Optimasi Convolutional Neural Network pada Klasifikasi Mood Musik Berbasis Fitur Audio
DOI:
https://doi.org/10.24843/Keywords:
Music Mood Classification, Audio Features, Convolutional Neural Network, Model Optimization, Music Information RetrievalAbstract
This study develops an audio-based music mood classification system using a Convolutional Neural Network (CNN) implemented independently without deep learning frameworks in the core architecture and model training process. This approach was chosen so that the model learning process, from forward propagation to parameter updates, can be understood more thoroughly. The GTZAN dataset is used, comprising 999 audio files. Each audio sample is processed at a sampling rate of 22050 Hz, converted to mono, and standardized into a 30-second segment. Audio representation is constructed as a 71-dimensional feature vector consisting of MFCC, spectral features, spectral contrast, chroma features, tonnetz, energy-related features, and tempo, and then standardized using StandardScaler. Class labels are defined into three mood categories, namely positive, negative, and neutral.

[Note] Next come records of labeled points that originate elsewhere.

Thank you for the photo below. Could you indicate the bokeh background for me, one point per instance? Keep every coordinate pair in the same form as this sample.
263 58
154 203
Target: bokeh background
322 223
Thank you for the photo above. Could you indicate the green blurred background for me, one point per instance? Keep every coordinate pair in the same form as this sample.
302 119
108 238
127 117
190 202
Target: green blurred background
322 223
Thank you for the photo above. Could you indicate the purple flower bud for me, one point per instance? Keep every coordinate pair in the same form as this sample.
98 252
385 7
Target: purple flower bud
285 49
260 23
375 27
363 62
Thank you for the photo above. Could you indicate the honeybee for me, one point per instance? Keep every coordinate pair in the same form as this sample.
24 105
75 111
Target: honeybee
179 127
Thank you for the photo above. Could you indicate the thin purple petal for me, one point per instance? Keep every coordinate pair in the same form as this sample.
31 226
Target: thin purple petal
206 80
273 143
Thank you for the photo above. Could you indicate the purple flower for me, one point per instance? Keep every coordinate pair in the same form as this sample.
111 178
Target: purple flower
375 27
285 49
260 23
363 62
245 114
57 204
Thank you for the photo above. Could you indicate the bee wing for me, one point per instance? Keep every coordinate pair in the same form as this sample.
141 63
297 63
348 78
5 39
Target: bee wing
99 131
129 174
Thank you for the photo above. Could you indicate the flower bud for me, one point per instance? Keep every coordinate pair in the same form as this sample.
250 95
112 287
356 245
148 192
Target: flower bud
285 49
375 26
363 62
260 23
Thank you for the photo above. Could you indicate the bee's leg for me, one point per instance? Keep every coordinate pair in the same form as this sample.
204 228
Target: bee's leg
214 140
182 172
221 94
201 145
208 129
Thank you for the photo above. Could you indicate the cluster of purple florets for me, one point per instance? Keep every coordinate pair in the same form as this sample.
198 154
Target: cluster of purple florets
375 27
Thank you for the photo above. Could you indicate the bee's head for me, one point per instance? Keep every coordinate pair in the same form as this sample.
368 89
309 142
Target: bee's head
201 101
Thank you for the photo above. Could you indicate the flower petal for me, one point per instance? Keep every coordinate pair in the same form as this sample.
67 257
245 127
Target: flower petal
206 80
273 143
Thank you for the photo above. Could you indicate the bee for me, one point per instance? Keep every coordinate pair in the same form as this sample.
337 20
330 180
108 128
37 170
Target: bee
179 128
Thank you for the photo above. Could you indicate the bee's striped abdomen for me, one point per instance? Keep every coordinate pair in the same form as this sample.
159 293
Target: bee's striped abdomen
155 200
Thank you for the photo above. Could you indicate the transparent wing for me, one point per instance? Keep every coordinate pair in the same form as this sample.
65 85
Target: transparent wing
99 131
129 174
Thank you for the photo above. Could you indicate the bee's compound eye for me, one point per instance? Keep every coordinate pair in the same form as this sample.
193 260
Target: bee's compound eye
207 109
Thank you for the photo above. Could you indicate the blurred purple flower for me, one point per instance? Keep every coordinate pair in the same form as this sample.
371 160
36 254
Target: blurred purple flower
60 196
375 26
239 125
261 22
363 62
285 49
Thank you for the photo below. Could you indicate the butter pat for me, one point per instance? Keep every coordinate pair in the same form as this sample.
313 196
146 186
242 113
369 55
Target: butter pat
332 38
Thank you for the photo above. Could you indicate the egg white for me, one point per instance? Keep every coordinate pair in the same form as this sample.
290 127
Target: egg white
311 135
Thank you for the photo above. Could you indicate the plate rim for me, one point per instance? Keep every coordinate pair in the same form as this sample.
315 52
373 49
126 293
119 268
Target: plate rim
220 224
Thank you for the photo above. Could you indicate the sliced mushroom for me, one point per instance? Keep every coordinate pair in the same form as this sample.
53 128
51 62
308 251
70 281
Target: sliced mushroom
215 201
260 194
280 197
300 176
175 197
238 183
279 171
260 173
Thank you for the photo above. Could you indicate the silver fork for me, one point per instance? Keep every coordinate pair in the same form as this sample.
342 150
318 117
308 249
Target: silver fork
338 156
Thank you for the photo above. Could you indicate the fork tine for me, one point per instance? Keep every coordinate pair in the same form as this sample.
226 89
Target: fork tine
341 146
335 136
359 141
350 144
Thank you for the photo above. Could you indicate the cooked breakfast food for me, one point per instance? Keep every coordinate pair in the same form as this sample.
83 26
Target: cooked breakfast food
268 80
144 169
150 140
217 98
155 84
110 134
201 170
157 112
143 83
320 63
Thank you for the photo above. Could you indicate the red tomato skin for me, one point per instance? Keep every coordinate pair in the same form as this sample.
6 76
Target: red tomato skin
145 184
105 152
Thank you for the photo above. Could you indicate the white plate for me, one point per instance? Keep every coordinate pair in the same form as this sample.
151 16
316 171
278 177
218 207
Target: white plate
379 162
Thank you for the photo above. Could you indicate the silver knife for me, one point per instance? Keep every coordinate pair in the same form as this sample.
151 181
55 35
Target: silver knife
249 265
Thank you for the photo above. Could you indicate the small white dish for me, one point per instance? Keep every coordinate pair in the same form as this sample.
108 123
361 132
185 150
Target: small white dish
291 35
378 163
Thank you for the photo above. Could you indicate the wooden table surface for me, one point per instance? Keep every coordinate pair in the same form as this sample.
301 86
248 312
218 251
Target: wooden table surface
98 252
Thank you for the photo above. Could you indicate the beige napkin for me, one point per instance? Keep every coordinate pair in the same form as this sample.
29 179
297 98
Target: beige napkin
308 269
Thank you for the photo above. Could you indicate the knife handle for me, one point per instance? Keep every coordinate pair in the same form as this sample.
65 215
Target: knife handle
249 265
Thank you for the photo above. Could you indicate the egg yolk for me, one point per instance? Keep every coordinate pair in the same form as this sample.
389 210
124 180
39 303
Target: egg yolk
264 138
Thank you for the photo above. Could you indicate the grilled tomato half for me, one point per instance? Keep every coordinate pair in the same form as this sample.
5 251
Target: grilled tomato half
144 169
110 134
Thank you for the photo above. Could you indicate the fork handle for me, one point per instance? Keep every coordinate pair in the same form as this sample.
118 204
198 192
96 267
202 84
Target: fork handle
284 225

This study evaluates three CNN architecture variants (5 layer, 7 layer, and 9 layer architectures) and applies training parameter settings including class weighting, label smoothing, Gaussian noise, and early stopping by monitoring the validation Macro F1-score. Experimental results indicate that hyperparameter tuning improves validation performance compared to the baseline, while fine-tuning provides performance improvement under certain configurations. The best model is obtained from the 7 layer architecture after fine-tuning, achieving an accuracy of 0,97 and a Macro F1-score of 0,97. These results indicate that the extracted audio features are capable of representing music mood characteristics effectively. Furthermore, architectural variation has a positive impact on classification performance; however, increasing network depth does not necessarily lead to consistently better performance. The system is integrated into a Flask-based web application for inference and result presentation.